Angst essen Seele auf / Ali: Korku Ruhu Kemirir (1974)
Aslında göçmenlik konusu daha genel düşünülebilir ancak filmin yönetmeni Fassbinder'in kendi tecrübelerinden yola çıkarak rahatça empati kurabildiğinden dolayı Almanya özelinde kısıtlı tutabiliriz. Özellikle 2.Dünya Savaşı sonrası demografik yapı ve bu yapının içerisinde önemli bir parçayı oluşturmamız bakımından konunun epey yakınlarımızdan geçtiği aşikardır.
Film yalnızlıkla yola çıkıp aşkla buluşuyor. Olağan durumlar...Fakat önemli olan nasıl koşullar (toplumsal değerler, ahlak anlayışı vs.) içinde doğduğudur. Yabancılara karşı kalıplaşmış bir bakışın hakim olduğu, ötekileştirmenin kol gezdiği bir ortamda göçmen bir işçinin kendisinden 20 yaş büyük Alman bir kadına aşkı söz konusu olunca işin şekli değişiyor. Mahalleden 70'ler Almanyasına genişleyen bir yabancı düşmanlığına yolumuz düşüyor. Baskı ve linç kültürünün çok net bir şekilde beslenebileceği kaynakların mevcut olduğu bir ortam.
Bu tür ortamlarda inceden inceye taraflar da gün yüzüne çıkar. Taraflar arası geçişler ve duruma göre şekil değiştirmeler insanoğlunun uzun süre kaldırabileceği cinsten değildir. Elbet sonunda hasta düşer.

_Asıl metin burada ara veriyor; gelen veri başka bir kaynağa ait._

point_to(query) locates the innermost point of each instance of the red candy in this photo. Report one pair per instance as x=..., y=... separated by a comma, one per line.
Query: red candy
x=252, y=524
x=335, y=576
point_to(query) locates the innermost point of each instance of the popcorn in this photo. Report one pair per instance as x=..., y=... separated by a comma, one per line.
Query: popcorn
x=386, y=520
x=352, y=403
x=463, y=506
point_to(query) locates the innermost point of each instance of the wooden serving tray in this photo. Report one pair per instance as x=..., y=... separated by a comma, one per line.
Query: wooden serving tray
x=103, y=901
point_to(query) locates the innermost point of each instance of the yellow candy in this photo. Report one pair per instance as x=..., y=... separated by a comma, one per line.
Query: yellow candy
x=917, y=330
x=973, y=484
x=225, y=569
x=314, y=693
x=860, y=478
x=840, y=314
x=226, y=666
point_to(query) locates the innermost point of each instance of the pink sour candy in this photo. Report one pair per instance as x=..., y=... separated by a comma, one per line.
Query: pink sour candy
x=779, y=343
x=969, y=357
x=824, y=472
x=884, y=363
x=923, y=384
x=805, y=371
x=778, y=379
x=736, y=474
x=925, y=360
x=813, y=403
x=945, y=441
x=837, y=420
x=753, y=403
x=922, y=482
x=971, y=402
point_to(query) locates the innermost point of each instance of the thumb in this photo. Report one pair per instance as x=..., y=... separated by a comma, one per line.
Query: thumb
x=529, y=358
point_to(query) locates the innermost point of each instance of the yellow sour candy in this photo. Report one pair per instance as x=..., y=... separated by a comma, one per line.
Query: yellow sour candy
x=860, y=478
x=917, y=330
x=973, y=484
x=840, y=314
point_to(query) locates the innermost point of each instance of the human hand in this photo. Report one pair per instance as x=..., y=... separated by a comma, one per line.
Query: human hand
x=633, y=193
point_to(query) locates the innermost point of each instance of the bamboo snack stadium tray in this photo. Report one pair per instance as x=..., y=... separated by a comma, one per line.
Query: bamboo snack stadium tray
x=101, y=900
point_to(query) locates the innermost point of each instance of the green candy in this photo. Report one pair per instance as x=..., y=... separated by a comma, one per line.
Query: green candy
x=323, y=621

Ancak filmde bağlanan hastalık halinin toplumsal bir fotoğrafın göstergesi olduğunu düşünüyorum.
Derinlere işlemiş bu gibi örneklerde buzların bu denli kolay çözülmesi gerçeğe yakın durmamakla beraber filme yönelik eleştirilerimden biridir. Diğeri ise; oyuncuların bazı sahnelerde oyun oynar gibi oynamalarıdır, kendini belli ediyor.
-Ek bir bilgi- Eğer filmin seçmelerinde Tuncel Kurtiz seçilmiş olsaydı farklı bir ismi olup Ali diye çağırılan Faslı'nın yerine o oynabilirdi. Oyuncunun anlattıklarına göre film ilkin "Her Türk’ün Adı Ali” diye çekilecekti ve bir Türk Ali-oyuncu- arıyorlardı.(Altyazı Dergisi)...Bu ayrıntıyı başlarken yazdıklarımla ilişkili düşünebiliriz.